Opening thesis

You will run a roster of four agents in a single workflow without the wheels coming off, taking a raw product brief and producing a finished technical spec with architecture decisions, an API contract, and a test plan. An agent team with well-defined handoffs produces the same multi-step result end-to-end in one minute that a four-person human team takes a full meeting to coordinate, and the agent team doesn't need a meeting. Each agent receives typed input, produces typed output, and passes a clean baton to the next without the chain coming apart.

Before

You chained four Claude calls together in a script. The first agent wrote a decent requirements summary. The second agent received the full chat history plus the summary plus its own system prompt, and it started hallucinating requirements that were never in the brief. By agent three the context window was half-consumed by repeated instructions. Agent four produced an API contract that contradicted the architecture from agent two, because agent four never saw agent two's output cleanly. It saw a blob. You tried adding "IGNORE PREVIOUS INSTRUCTIONS" markers. That made it worse. You tried trimming context manually. That broke the chain. You gave up and scheduled a meeting with three other humans. The meeting took fifty-five minutes and you still left with action items nobody tracked.

Architecture

The system uses Inngest as a step-based orchestrator for a four-step workflow. Each step calls the Anthropic Messages API with a dedicated system prompt and a typed payload. The orchestrator handles retries, step isolation, and observability. No agent sees another agent's system prompt. Each agent sees only the structured output of the previous agent.
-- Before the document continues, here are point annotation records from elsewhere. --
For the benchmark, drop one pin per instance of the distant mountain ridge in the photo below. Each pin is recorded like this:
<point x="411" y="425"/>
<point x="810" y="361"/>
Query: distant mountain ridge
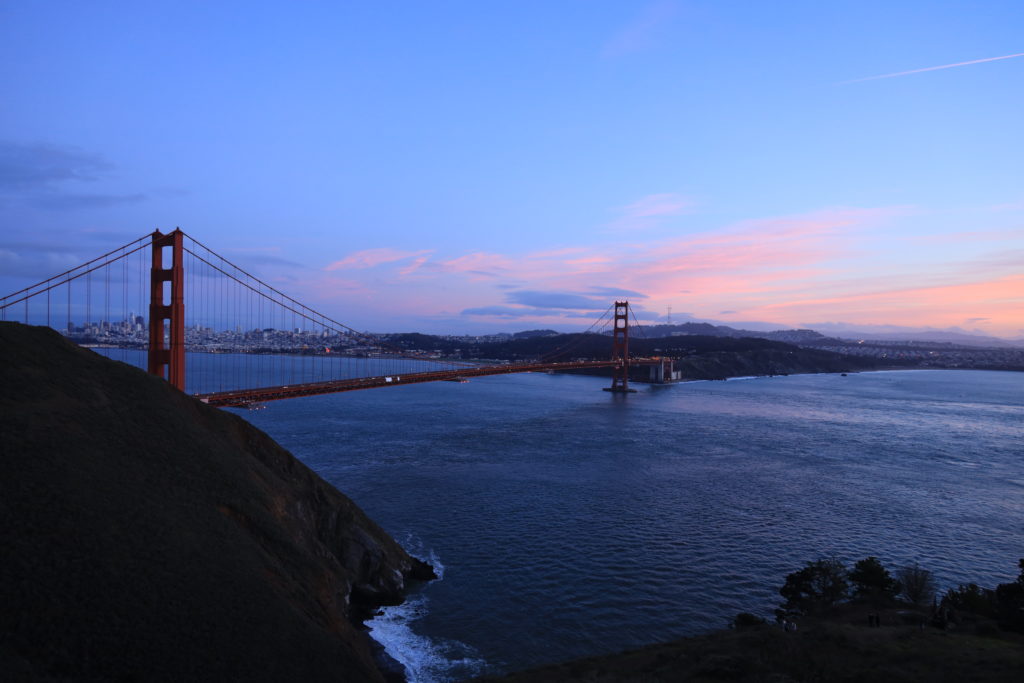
<point x="811" y="337"/>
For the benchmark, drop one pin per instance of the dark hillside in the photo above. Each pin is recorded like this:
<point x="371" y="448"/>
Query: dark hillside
<point x="146" y="537"/>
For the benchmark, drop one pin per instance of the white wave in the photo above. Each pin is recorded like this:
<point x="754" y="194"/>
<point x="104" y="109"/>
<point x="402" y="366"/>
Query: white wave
<point x="426" y="659"/>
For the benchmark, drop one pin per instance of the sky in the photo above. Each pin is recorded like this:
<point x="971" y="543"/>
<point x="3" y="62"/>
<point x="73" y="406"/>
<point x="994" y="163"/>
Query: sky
<point x="477" y="167"/>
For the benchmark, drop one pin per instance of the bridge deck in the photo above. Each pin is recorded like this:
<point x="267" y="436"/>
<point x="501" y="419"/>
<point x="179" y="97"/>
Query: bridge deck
<point x="248" y="396"/>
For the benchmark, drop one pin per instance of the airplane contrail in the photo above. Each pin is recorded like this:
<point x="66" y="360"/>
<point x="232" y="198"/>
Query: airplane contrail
<point x="918" y="71"/>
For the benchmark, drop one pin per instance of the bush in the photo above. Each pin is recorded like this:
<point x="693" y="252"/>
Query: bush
<point x="818" y="586"/>
<point x="970" y="598"/>
<point x="916" y="585"/>
<point x="871" y="581"/>
<point x="745" y="621"/>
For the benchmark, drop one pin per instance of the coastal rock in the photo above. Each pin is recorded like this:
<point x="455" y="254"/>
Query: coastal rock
<point x="146" y="536"/>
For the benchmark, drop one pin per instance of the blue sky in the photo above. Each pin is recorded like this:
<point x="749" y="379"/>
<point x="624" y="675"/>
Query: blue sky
<point x="474" y="167"/>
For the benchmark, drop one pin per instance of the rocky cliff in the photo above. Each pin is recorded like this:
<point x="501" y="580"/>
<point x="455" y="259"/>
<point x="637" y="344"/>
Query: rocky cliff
<point x="146" y="536"/>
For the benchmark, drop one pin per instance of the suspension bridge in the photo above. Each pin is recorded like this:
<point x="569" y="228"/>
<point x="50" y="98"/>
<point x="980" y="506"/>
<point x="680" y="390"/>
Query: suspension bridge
<point x="173" y="306"/>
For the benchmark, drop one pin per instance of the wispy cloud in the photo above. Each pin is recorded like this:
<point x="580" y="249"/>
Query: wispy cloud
<point x="369" y="258"/>
<point x="648" y="211"/>
<point x="927" y="69"/>
<point x="40" y="174"/>
<point x="643" y="32"/>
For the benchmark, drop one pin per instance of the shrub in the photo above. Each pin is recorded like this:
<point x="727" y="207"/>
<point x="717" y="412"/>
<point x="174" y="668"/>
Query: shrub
<point x="916" y="585"/>
<point x="871" y="581"/>
<point x="970" y="598"/>
<point x="818" y="586"/>
<point x="745" y="621"/>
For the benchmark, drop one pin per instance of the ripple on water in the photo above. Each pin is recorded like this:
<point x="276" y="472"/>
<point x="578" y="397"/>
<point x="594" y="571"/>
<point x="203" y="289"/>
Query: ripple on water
<point x="572" y="522"/>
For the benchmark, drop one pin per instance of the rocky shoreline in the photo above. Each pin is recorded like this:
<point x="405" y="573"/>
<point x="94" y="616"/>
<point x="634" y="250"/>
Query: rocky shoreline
<point x="147" y="536"/>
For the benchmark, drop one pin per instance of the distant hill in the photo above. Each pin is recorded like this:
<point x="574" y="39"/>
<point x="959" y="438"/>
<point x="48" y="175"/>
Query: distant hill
<point x="146" y="536"/>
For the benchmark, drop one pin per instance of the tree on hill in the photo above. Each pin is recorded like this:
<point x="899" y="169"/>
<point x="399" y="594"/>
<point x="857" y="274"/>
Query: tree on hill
<point x="916" y="585"/>
<point x="1010" y="601"/>
<point x="872" y="582"/>
<point x="817" y="587"/>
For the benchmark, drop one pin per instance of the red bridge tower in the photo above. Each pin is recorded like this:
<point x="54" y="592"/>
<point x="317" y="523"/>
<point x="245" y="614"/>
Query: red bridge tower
<point x="621" y="349"/>
<point x="167" y="356"/>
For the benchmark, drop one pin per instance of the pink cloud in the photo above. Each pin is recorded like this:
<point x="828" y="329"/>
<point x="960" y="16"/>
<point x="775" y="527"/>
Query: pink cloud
<point x="820" y="265"/>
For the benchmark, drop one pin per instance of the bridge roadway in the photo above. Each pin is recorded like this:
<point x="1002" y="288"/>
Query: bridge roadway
<point x="245" y="397"/>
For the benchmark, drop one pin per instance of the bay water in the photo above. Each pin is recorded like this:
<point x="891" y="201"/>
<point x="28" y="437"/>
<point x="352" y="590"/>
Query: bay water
<point x="568" y="521"/>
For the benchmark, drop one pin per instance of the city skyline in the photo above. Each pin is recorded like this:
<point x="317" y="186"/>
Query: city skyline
<point x="460" y="169"/>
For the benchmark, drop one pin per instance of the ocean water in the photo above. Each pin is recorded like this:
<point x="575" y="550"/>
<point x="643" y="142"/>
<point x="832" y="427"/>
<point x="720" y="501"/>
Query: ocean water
<point x="569" y="521"/>
<point x="566" y="521"/>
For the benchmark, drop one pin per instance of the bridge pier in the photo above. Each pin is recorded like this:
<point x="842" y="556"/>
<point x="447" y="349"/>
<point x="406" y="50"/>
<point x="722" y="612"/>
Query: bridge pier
<point x="665" y="372"/>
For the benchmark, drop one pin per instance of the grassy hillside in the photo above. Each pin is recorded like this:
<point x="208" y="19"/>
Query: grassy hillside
<point x="838" y="646"/>
<point x="148" y="537"/>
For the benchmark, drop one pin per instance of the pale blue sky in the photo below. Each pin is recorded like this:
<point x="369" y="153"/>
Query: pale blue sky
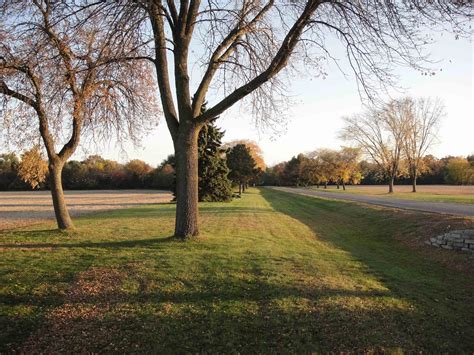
<point x="315" y="118"/>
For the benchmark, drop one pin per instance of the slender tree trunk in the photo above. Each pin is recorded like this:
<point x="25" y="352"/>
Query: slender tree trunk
<point x="187" y="214"/>
<point x="390" y="185"/>
<point x="60" y="209"/>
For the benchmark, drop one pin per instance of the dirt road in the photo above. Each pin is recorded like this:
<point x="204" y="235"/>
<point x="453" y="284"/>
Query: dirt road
<point x="21" y="208"/>
<point x="425" y="206"/>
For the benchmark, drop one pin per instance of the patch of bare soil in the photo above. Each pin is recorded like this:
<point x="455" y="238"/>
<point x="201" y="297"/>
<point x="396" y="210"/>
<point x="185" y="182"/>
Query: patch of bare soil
<point x="22" y="208"/>
<point x="429" y="225"/>
<point x="81" y="320"/>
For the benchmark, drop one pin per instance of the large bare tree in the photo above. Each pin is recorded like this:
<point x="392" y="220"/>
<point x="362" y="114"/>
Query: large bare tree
<point x="67" y="66"/>
<point x="228" y="51"/>
<point x="380" y="134"/>
<point x="423" y="117"/>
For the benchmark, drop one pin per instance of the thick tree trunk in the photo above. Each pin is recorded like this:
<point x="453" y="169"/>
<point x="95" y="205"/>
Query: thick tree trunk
<point x="390" y="185"/>
<point x="60" y="209"/>
<point x="187" y="214"/>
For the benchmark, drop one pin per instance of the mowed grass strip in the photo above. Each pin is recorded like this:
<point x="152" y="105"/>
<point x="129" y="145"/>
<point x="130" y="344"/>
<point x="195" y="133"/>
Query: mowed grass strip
<point x="271" y="272"/>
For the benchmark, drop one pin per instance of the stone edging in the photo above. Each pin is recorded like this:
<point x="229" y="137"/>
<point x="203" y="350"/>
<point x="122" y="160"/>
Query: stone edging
<point x="455" y="240"/>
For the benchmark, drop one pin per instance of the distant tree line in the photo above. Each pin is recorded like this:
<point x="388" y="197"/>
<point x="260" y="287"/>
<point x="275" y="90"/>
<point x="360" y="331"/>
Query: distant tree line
<point x="325" y="166"/>
<point x="220" y="168"/>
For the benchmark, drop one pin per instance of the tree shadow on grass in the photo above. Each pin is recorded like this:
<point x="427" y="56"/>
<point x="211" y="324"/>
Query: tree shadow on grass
<point x="443" y="300"/>
<point x="134" y="243"/>
<point x="224" y="315"/>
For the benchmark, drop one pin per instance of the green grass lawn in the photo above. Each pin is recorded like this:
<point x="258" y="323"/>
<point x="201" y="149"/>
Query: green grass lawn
<point x="418" y="196"/>
<point x="271" y="272"/>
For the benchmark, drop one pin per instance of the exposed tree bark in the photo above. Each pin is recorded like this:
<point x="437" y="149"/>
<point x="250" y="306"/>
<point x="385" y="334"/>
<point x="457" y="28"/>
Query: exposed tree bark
<point x="390" y="184"/>
<point x="413" y="183"/>
<point x="61" y="212"/>
<point x="186" y="147"/>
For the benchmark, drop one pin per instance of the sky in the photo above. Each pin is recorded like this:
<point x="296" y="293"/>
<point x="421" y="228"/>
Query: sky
<point x="314" y="119"/>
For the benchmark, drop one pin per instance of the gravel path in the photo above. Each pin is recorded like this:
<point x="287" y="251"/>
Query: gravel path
<point x="22" y="208"/>
<point x="434" y="207"/>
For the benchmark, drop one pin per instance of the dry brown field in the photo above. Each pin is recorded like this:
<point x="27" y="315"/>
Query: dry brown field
<point x="20" y="208"/>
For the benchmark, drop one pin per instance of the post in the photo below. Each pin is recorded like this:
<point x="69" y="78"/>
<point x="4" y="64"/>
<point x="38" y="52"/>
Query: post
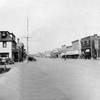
<point x="91" y="45"/>
<point x="27" y="49"/>
<point x="97" y="53"/>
Four-agent spec-writing pipeline

Linear workflow where each agent receives only the typed output of the previous step

Raw brief enters the orchestrator via event trigger
Orchestrator calls Agent 1, receives RequirementsOutput
Orchestrator calls Agent 2 with RequirementsOutput, receives ArchitectureOutput
Orchestrator calls Agent 3 with ArchitectureOutput, receives APIContractOutput
Orchestrator calls Agent 4 with APIContractOutput, receives TestPlanOutput
Orchestrator returns the combined typed result

Step-by-step implementation

1. Set up the project and install dependencies

Create a new Node.js project. Install the Inngest SDK and the Anthropic SDK. Both are on npm.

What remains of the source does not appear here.